UPPMAX Pipeline Exercise
NOTE: in syntax examples, the dollar sign ($) is not to be printed. The dollar sign is usually an indicator that the text following it should be typed in a terminal window.
1. Connecting to UPPMAX
The first step of this lab is to open a ssh connection to UPPMAX. You will need a ssh program to do this:
On Linux: it is included by default, named Terminal.
On OSX: it is included by default, named Terminal.
On Windows: Google MobaXterm and download it.
Fire up the available ssh program and enter the following (replace username with your uppmax user name). -Y means that X-forwarding is activated on the connection, which means graphical data can be transmitted if a program requests it, i.e. programs can use a graphical user interface (GUI) if they want to.
$ ssh -Y username@milou.uppmax.uu.se
and give your password when prompted. As you type, nothing will show on screen. No stars, no dots. It is supposed to be that way. Just type the password and press enter, it will be fine.
Now your screen should look something like this:
2. Getting a node of your own (only if you canceled your job before lunch)
Usually you would do most of the work in this lab directly on one of the login nodes at uppmax, but we have arranged for you to have one core each to avoid disturbances. This was covered briefly in the lecture notes.
Check with squeue -u username if you still have your reservation since before lunch running. If it is running, skip this step and connect to that reservation.(We only have 30 reserved cores, so if someone has two, someone else will not get one..)

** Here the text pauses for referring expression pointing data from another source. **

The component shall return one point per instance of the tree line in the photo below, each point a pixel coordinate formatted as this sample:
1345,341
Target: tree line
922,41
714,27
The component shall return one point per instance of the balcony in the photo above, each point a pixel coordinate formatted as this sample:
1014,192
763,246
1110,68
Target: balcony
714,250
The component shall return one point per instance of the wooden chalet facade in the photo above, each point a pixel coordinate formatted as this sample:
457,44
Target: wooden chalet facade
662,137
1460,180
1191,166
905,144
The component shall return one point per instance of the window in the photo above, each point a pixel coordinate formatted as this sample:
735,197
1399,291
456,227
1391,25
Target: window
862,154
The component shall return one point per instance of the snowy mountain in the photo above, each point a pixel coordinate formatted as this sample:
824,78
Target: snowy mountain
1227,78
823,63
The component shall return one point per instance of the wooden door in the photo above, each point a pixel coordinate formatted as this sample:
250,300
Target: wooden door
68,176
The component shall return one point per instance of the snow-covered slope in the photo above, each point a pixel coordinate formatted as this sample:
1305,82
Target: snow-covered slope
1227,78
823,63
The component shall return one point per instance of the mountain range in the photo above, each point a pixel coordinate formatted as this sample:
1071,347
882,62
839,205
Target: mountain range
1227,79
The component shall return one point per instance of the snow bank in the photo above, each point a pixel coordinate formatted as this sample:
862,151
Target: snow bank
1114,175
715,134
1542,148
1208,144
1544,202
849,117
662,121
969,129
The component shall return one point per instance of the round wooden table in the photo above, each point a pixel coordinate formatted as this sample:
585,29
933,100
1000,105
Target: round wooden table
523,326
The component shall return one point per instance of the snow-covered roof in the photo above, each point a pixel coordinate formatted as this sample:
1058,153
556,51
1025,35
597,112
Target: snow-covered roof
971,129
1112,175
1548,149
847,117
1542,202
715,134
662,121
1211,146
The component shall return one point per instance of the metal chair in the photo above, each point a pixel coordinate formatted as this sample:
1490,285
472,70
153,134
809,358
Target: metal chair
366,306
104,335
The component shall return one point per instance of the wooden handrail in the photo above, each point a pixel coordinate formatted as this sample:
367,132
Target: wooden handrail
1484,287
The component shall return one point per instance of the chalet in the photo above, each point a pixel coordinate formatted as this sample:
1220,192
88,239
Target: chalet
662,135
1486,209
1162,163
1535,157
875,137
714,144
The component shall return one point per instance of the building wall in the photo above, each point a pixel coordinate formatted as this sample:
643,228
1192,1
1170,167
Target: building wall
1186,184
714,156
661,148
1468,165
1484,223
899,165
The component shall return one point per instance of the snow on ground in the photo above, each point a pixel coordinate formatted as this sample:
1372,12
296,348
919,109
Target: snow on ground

# ONLY IF YOU DON'T ALREADY HAVE AN ACTIVE ALLOCATION SINCE BEFORE
$ salloc -A g2016035 -t 04:30:00 -p core -n 1 --no-shell --reservation=g2016035_1 &
check which node you got (replace username with your uppmax user name)
$ squeue -u username
should look something like this
where q34 is the name of the node I got (yours will probably be different). Note the numbers in the Time column. They show for how long the job has been running. When it reaches the time limit you requested (4.5 hours in this case) the session will shut down, and you will lose all unsaved data. Connect to this node from within uppmax.
$ ssh -Y q34
Note: there is a uppmax specific tool called jobinfo that supplies the same kind of information as squeue that you can use as well ($ jobinfo -u username
).
3. Copying files needed for laboratory
To be able to do parts of this lab, you will need some files.
To avoid all the course participants editing the same file all at once, undoing each other’s edits, each participant will get their own copy of the needed files.
The files are located in the folder /sw/courses/ngsintro/uppmax_pipeline_exercise/data
Next, copy the lab files from this folder. -r means recursively, which means all the files including sub-folders of the source folder. Without it, only files directly in the source folder would be copied, NOT sub-folders and files in sub-folders.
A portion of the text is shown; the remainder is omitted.